Eternity's Child (previously known as Angel's Eternity) is a side-scrolling platform game based on a fairy tale created by Luc Bernard. It was released by Luc Bernard and Silver Sphere Studios on Steam July 31, 2008.

==Gameplay==
The gameplay involves the player controlling two characters simultaneously. In the cancelled Wii version, one would've been controlled with the analogue stick of the Nunchuk and the other with the pointer function of the Wii Remote.

==Development==
Eternity's Child was initially developed for Xbox Live Arcade, and was one of the first games to be made with the XNA toolset. On September 9, 2007, it was revealed that it was changed to a retail Nintendo DS game as well as a downloadable WiiWare game.

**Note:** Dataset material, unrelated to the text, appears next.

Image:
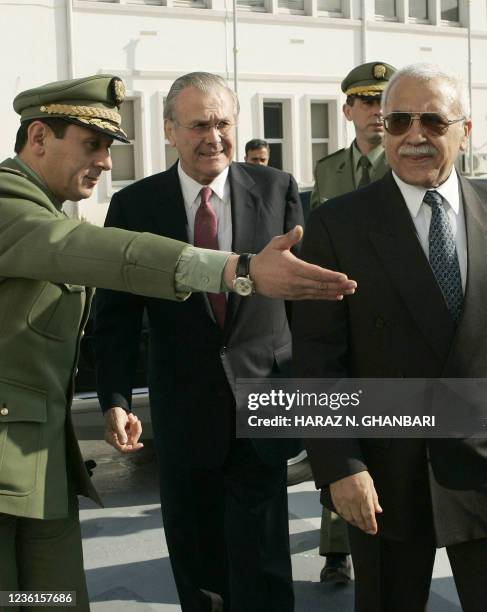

Because of the move to the Wii, the gameplay style of the XNA version has been changed in favor of one that takes advantage of the Wii Remote. Alten8 were porting the original code, and adapting the game to Nintendo's standards for the Wii version, and hope that previous errors could be resolved. This version was eventually cancelled.

==Reception==
Eternity's Child was panned by gaming site Destructoid for "flawed design", "horrible animation" and "broken controls". In reviewing the game, which he gave a 1/10, Anthony Burch went so far as to say that it was "the worst game I've played in several years." Bernard responded to the review, calling it "highly unprofessional", and defended the title by stating that Destructoid did not play the patched version. Bernard has drawn further criticism after he decided to remove the Destructoid robot from the game in response to the review.

The game was also panned by Mike Fahey of Kotaku for its "story, or lack thereof", two-character mechanic, poor AI, and somewhat chaotic level design. However, he also noted that its visual style and music are appealing, and that the included level editor was also an extra bonus, and stated that the game "does have a lot to offer for $5". He concluded that the game is "still very much a work in progress".

Eternity's Childs soundtrack was nominated on the GANG Awards for "Best Audio Other".